Aucune organisation humanitaire internationale n’a pris part aux opérations, qui pourraient durer plusieurs semaines. Elles se sont déroulées sous le contrôle des forces belligérantes, en présence du Croissant-Rouge arabe syrien qui a évacué des blessés.

Echange de prisonniers

Plus de 2 000 personnes ont quitté vendredi la ville rebelle de Madaya, prise en étau par l’armée syrienne et le Hezbollah. La famine, au début de l’année 2016, causée par le siège implacable de cette localité montagnarde à majorité sunnite, située entre Damas et la frontière libanaise, avait suscité une onde de choc. Les derniers combattants insurgés de la ville voisine de Zebdani devaient à leur tour être transportés vers Rachidine, samedi.
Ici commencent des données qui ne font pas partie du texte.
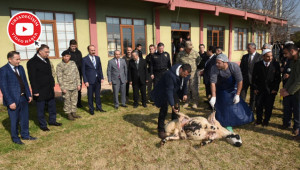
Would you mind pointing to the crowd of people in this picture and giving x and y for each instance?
(159, 79)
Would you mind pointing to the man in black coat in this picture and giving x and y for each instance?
(137, 77)
(211, 61)
(171, 87)
(265, 80)
(42, 84)
(76, 56)
(247, 64)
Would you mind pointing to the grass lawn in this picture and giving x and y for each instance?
(127, 139)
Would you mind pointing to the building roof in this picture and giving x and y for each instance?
(217, 9)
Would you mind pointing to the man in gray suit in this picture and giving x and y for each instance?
(117, 77)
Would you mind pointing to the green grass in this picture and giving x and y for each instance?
(127, 139)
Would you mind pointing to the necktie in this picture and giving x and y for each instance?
(94, 61)
(16, 71)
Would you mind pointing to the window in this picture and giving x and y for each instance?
(175, 26)
(260, 39)
(125, 32)
(240, 38)
(57, 30)
(215, 36)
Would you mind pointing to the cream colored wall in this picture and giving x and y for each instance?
(79, 8)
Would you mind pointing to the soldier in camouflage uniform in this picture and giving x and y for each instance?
(69, 82)
(192, 57)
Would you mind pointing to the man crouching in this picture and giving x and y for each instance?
(171, 87)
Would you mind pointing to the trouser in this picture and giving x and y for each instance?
(193, 94)
(252, 95)
(41, 111)
(79, 92)
(138, 86)
(157, 76)
(119, 87)
(94, 89)
(19, 116)
(149, 87)
(163, 113)
(264, 101)
(291, 105)
(70, 100)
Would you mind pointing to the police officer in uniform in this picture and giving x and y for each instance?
(160, 63)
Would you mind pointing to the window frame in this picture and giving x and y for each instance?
(241, 41)
(133, 35)
(55, 38)
(218, 41)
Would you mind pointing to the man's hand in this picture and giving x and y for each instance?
(236, 99)
(30, 99)
(174, 110)
(13, 106)
(184, 98)
(212, 101)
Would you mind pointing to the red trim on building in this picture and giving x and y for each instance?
(93, 24)
(157, 25)
(217, 9)
(201, 28)
(230, 38)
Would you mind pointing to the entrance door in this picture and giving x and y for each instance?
(127, 39)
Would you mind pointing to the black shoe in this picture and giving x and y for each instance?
(55, 124)
(45, 129)
(29, 138)
(257, 123)
(79, 105)
(18, 142)
(162, 135)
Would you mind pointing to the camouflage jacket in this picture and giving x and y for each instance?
(67, 75)
(193, 59)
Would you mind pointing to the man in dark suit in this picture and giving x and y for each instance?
(211, 61)
(137, 77)
(76, 56)
(92, 78)
(171, 87)
(247, 64)
(16, 96)
(117, 77)
(42, 84)
(265, 80)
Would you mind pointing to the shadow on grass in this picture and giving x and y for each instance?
(141, 120)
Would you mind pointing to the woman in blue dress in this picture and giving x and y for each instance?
(226, 85)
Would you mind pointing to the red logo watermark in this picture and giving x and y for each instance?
(24, 28)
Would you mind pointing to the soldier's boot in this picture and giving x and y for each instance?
(186, 105)
(70, 117)
(75, 115)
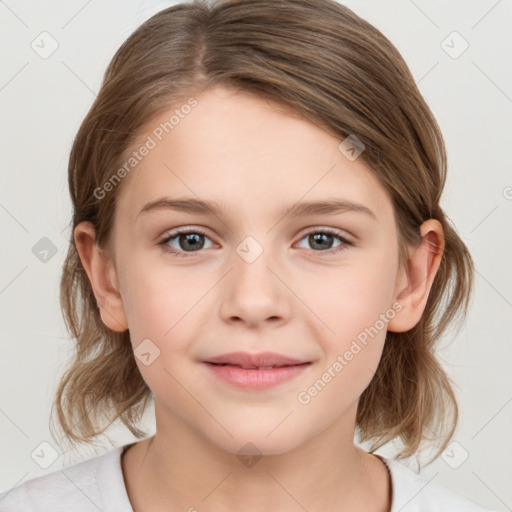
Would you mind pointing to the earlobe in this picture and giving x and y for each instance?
(418, 276)
(102, 277)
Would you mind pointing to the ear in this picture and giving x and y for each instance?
(415, 280)
(101, 272)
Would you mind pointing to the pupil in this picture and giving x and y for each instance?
(192, 239)
(318, 238)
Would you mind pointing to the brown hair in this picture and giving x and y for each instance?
(336, 70)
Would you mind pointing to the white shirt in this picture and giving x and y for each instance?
(98, 485)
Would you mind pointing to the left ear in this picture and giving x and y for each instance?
(415, 280)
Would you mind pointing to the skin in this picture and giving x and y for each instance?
(253, 158)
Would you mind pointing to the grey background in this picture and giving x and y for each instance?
(42, 102)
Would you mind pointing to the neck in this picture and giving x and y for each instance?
(183, 471)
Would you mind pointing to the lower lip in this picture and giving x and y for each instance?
(256, 380)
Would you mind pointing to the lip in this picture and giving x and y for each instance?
(229, 368)
(258, 359)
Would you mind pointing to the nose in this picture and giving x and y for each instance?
(254, 292)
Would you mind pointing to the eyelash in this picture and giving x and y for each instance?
(182, 254)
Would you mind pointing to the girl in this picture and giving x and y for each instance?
(258, 247)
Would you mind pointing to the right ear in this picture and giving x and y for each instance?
(101, 272)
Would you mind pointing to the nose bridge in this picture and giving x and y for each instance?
(254, 292)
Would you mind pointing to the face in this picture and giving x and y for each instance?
(315, 285)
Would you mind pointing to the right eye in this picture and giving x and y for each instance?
(184, 239)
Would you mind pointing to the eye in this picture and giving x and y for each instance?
(323, 239)
(186, 240)
(191, 240)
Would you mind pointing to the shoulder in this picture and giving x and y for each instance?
(92, 485)
(415, 493)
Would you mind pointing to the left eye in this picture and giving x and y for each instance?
(322, 239)
(190, 241)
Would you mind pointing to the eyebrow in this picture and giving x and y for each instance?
(201, 207)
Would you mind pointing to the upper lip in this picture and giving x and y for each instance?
(247, 359)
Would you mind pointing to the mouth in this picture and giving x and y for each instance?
(256, 377)
(271, 367)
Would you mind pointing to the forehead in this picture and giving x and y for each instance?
(246, 153)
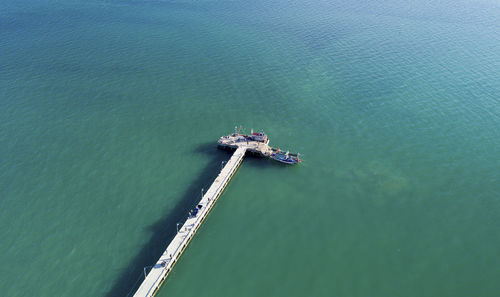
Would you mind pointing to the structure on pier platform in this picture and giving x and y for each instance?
(257, 143)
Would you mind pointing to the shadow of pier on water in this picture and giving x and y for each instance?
(164, 230)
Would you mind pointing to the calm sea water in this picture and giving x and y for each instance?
(110, 111)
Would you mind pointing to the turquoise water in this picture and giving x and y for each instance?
(110, 111)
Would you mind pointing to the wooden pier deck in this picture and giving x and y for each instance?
(167, 260)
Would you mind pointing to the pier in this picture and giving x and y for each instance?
(167, 260)
(256, 143)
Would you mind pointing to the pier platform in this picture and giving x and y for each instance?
(167, 260)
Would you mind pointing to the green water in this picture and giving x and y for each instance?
(110, 111)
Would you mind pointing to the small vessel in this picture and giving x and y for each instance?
(286, 158)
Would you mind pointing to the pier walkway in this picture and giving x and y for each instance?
(167, 260)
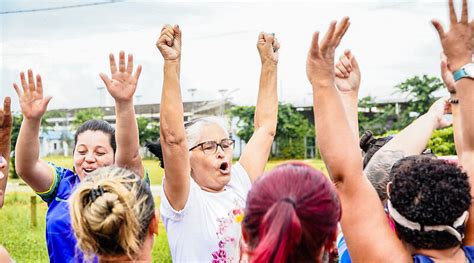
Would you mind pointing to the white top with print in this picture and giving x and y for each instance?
(208, 228)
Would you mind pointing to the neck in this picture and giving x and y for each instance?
(143, 256)
(455, 254)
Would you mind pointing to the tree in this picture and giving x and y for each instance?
(291, 131)
(148, 129)
(84, 115)
(420, 91)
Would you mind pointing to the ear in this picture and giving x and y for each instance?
(330, 244)
(153, 228)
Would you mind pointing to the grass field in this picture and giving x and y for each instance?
(27, 244)
(156, 173)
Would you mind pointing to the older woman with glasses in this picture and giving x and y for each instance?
(203, 193)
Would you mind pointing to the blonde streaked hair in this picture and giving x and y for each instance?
(116, 222)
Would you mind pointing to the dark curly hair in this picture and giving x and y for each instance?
(430, 192)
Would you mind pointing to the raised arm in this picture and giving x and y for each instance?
(34, 171)
(348, 83)
(6, 123)
(458, 47)
(172, 135)
(256, 152)
(368, 236)
(122, 87)
(413, 139)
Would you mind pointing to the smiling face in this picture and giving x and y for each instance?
(211, 171)
(93, 150)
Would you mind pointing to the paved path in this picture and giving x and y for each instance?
(17, 187)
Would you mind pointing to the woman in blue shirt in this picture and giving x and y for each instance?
(94, 147)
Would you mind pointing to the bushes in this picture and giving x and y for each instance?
(441, 142)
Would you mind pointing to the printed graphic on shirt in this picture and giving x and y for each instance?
(229, 235)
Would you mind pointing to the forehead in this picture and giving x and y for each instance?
(212, 132)
(93, 139)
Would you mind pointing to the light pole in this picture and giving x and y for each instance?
(192, 91)
(101, 96)
(223, 93)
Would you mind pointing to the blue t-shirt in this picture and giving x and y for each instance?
(344, 256)
(60, 237)
(59, 233)
(342, 251)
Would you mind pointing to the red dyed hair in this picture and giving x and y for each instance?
(290, 214)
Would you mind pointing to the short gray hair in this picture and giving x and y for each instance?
(194, 127)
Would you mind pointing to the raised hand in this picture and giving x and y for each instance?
(169, 42)
(458, 41)
(123, 84)
(268, 47)
(32, 103)
(347, 73)
(320, 61)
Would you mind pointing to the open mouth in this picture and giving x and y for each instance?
(224, 168)
(88, 171)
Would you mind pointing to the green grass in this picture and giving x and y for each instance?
(28, 244)
(156, 173)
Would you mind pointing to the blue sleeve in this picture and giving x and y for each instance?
(342, 251)
(50, 194)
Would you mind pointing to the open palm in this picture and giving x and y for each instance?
(32, 103)
(123, 84)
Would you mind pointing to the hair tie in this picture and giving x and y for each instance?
(96, 192)
(289, 200)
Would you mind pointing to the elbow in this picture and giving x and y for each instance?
(172, 138)
(267, 129)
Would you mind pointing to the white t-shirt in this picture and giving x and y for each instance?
(209, 227)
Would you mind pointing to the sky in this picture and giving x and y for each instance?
(69, 47)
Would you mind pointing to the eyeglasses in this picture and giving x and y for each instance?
(210, 147)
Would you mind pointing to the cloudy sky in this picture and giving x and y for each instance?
(69, 47)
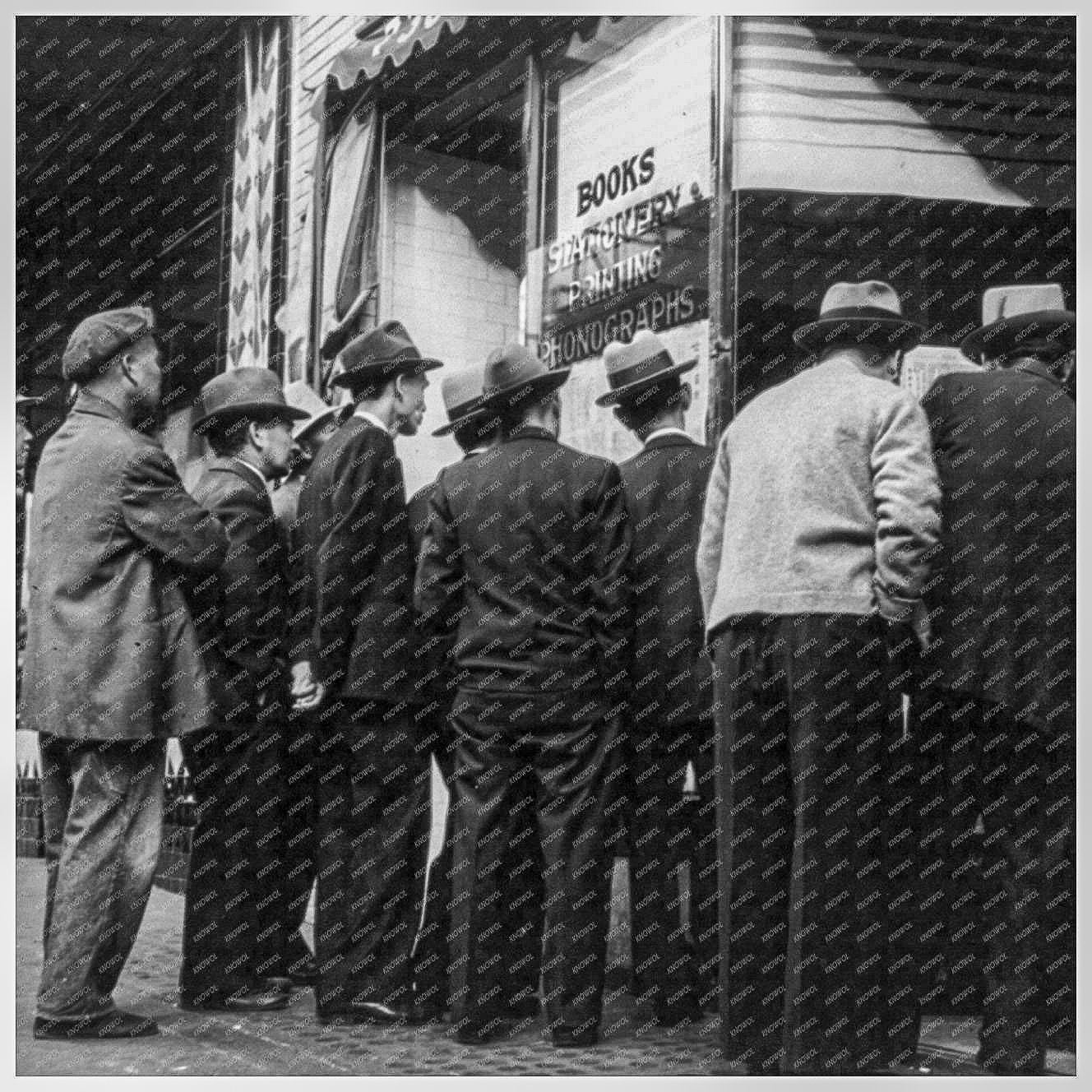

Quelques 5 000 autres habitants de Foua et Kefraya, deux villages chiites loyalistes enclavés dans la région d’Idlib (nord-ouest) aux mains de la rébellion, et encerclés par des groupes radicaux, ont déjà laissé derrière eux leurs maisons, et d’autres doivent encore partir.

Le début des évacuations, prévu à l’origine début avril, a été retardé. Il a failli l’être à nouveau quand, dans la nuit de jeudi soir, des dizaines de mortiers se sont abattus sur le village de Foua. Le transport des habitants par bus, vendredi, s’est fait sans incident majeur. Inquiets, les évacués ont quitté leur terre sans savoir si et quand ils la fouleront à nouveau. Leur départ a été précédé par un échange de prisonniers et de dépouilles de combattants.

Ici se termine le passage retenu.